-1

I am new to this multiprocessing concept. I am trying to implement multiprocessing to a spelling function to make it run faster. I tried as below but did not get results in previous order, token here is the huge list of tokenized sentences.

from spellchecker import SpellChecker
from wordsegment import load, segment
from timeit import default_timer as timer
from multiprocessing import Process, Pool, Queue, Manager

def text_similarity_spellings(self, token):
    """Uses spell checker to separate incorrect spellings and correct them"""
    spell = SpellChecker()
    unknown_words = [list(spell.unknown(word)) for word in token]
    known_words = [list(spell.known(word)) for word in token]
    load()
    segmented = [[segment(word) for word in sub] for sub in unknown_words]
    flat_list = list(self.unpacker(segmented))
    new_list = [[known_words[x], flat_list[x]] for x in range(len(known_words))]
    new_list = list(self.unpacker(new_list))
    newlist = [sorted(set(mylist), key=lambda x: mylist.index(x)) for mylist in new_list]
    return newlist

def run_all(self):
    tread_vta = Manager().list()
    processes = []
    arg_split = np.array_split(np.array(token),10)
    arg_tr_cl = []
    finds = []
    trdclean1 = []
    for count, k in enumerate(arg_split):
        arg_tr_cl.append((k, [], tread_vta, token[t]))
    for j in range(len(arg_tr_cl)):
        p = Process(target= self.text_similarity_spellings, args=arg_tr_cl[j])
        p.start()
        processes.append(p)
    for p in processes:
        p.join()

Can anyone suggest me a better way to apply multiprocessing to a specific function and get results in correct order?

martineau
  • 119,623
  • 25
  • 170
  • 301
code_learner
  • 233
  • 1
  • 9
  • 1
    I think your application is better suited for `map`, especially if you care about the order. Process is better suited for asynchronous operations where you don't care that the results are returned in the same order. This is because individual processes can complete faster // slower – Shffl Jun 03 '21 at 22:08

1 Answers1

1

First, there is a certain amount of overhead in creating processes and then again more overhead in passing arguments from the main process to a subprocess, which "lives" in another address space, and getting return values back (by the way, you have made no provisions for actually getting return values back from worker function text_similarity_spellings). So for you to profit from using multiprocessing, the gains from performing your tasks (invocations of your worker function) in parallel must be enough to offset the additional aforementioned costs. All of this is just a way of saying that your worker function has to be sufficiently CPU-intensive to justify multiprocessing.

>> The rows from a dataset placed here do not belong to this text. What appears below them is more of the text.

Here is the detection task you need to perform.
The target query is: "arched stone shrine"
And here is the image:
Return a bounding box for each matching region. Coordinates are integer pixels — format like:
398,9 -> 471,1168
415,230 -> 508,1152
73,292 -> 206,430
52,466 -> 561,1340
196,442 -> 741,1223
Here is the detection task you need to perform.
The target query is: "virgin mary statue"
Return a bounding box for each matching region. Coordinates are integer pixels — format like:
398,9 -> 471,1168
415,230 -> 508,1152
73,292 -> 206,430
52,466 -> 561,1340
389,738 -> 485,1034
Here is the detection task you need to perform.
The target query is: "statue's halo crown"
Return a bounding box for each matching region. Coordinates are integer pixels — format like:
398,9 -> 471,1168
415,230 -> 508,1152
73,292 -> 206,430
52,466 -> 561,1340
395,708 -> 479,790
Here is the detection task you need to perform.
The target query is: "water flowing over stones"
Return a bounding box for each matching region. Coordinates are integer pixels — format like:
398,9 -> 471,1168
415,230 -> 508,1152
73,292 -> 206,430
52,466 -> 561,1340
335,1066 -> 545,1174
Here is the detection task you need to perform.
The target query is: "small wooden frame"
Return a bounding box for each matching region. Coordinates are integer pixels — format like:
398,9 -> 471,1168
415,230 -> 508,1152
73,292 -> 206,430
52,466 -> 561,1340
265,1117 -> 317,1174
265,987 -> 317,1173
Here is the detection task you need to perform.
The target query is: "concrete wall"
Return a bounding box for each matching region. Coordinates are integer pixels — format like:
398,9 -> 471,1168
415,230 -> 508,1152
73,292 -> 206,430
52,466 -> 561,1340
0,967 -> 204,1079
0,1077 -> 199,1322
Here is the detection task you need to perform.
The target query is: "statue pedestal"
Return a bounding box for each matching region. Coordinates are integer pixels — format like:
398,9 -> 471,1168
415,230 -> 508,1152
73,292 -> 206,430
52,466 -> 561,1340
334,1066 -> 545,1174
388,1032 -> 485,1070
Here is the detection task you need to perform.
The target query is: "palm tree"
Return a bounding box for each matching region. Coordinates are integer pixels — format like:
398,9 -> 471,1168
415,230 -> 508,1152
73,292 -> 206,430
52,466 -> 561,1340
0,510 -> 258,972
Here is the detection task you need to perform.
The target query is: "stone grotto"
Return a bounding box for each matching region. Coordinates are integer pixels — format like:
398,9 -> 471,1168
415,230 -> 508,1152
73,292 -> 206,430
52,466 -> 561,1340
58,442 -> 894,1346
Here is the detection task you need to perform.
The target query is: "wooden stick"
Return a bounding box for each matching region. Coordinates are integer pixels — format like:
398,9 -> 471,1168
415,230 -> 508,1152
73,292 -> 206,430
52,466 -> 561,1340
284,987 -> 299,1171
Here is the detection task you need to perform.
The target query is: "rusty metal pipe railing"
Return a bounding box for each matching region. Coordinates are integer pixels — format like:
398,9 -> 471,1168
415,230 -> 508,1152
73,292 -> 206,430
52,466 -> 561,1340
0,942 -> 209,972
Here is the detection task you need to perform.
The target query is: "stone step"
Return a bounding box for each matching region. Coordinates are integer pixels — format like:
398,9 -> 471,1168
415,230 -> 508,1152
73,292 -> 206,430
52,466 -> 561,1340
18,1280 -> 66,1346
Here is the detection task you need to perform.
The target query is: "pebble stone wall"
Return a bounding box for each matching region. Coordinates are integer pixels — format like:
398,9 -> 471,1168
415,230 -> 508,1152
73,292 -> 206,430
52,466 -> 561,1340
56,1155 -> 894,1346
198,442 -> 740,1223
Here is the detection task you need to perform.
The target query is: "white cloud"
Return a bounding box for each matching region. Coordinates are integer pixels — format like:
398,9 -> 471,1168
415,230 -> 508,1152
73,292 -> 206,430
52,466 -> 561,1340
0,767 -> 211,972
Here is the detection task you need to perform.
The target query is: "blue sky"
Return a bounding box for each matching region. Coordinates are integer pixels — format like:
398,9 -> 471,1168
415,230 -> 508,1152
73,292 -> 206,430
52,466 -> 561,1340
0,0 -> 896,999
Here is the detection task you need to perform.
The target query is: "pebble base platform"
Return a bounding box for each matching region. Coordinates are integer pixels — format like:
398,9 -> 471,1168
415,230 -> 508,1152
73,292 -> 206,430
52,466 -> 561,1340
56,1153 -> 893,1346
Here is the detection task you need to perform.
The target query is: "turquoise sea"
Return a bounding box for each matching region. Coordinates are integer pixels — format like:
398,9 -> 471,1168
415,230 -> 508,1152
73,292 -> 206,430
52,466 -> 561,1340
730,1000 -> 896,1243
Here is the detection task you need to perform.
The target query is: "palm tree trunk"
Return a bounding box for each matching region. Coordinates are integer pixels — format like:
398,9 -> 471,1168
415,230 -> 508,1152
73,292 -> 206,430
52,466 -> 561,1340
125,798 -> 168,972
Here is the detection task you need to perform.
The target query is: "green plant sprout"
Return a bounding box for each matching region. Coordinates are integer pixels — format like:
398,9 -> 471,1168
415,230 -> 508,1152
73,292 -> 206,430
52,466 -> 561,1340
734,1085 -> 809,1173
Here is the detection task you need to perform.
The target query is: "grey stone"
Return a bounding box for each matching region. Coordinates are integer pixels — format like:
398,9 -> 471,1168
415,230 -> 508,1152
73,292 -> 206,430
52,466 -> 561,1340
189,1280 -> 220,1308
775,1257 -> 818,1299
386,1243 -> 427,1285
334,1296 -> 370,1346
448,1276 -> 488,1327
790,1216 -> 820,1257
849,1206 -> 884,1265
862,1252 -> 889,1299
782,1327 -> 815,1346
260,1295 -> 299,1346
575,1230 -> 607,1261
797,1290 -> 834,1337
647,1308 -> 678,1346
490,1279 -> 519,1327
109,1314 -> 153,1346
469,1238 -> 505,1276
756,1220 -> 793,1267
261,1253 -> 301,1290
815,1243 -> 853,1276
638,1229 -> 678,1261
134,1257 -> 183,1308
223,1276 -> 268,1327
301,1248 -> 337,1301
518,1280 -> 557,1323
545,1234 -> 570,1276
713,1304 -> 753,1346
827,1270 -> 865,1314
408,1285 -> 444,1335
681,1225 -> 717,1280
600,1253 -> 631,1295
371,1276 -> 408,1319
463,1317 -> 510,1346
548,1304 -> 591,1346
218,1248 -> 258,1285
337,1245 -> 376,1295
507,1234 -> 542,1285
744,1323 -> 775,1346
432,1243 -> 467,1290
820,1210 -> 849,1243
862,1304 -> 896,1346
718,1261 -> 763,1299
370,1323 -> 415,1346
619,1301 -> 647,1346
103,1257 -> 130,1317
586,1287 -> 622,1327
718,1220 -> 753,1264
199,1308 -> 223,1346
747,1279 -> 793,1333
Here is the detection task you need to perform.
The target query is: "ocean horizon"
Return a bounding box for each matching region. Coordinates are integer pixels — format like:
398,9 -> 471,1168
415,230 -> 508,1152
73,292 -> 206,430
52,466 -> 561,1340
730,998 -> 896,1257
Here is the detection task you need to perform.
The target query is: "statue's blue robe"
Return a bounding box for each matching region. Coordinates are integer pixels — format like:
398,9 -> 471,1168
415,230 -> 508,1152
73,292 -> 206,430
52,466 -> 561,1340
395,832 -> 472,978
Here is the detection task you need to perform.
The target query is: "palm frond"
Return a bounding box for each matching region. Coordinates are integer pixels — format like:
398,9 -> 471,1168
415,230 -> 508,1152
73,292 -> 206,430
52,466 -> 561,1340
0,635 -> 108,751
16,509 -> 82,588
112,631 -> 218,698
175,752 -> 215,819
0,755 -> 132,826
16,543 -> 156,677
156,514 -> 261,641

Second, given the cost of creating processes, you do not want to be creating more processes than you can possibly use. If you have N tasks to complete (the length of arg_tr_cl) and M CPU processors to run them on and your worker function is pure CPU (no I/O involved), then you can never gain anything by trying to run these tasks using more than M processes. If, however, they do combine some I/O, then perhaps using more processes could be profitable. If there is a lot of I/O involved and only some CPU-intensive processing involved, then using a combination of multithreading and multiprocessing might be the way to go. Finally, if the worker function is mostly I/O, then multithreading is what you want.

There is a solution to using X processes (based on whatever value of X you have settled on) to complete N tasks and to be able to get return values back from your worker function, namely using a process pool of size X.

MULTITHREADING = False

n_tasks = len(arg_tr_cl)

if MULTITHREADING:
    from multiprocessing.dummy import Pool

    # To use multithreading instead (we can use a much larger pool size):
    pool_size = min(n_tasks, 100) # 100 is fairly arbitrary

else:
    from multiprocessing import Pool, cpu_count

    # No point in creating pool size larger than the number of tasks we have
    # Otherwise, assuming we are mostly CPU-intensive, just create pool size
    # equal to the number of cpu cores that we have:
    n_processors = cpu_count()
    pool_size = min(n_tasks, n_processors)

pool = Pool(pool_size)
return_values = pool.map(self.text_similarity_spellings, arg_tr_cl)
# You can now iterate return_values to get the return values:
for return_value in return_values:
    ...
# or create a list, for example: return_values = list(return_values)

But it may be that the SpellChecker is doing lots of I/O if each invocation has to read in an external dictionary. If that is the case, is it not possible that your best performance is to initialize the SpellChecker once and then just loop checking each word and forget completely about multiprocessing (or multithreading)?

Booboo
  • 38,656
  • 3
  • 37
  • 60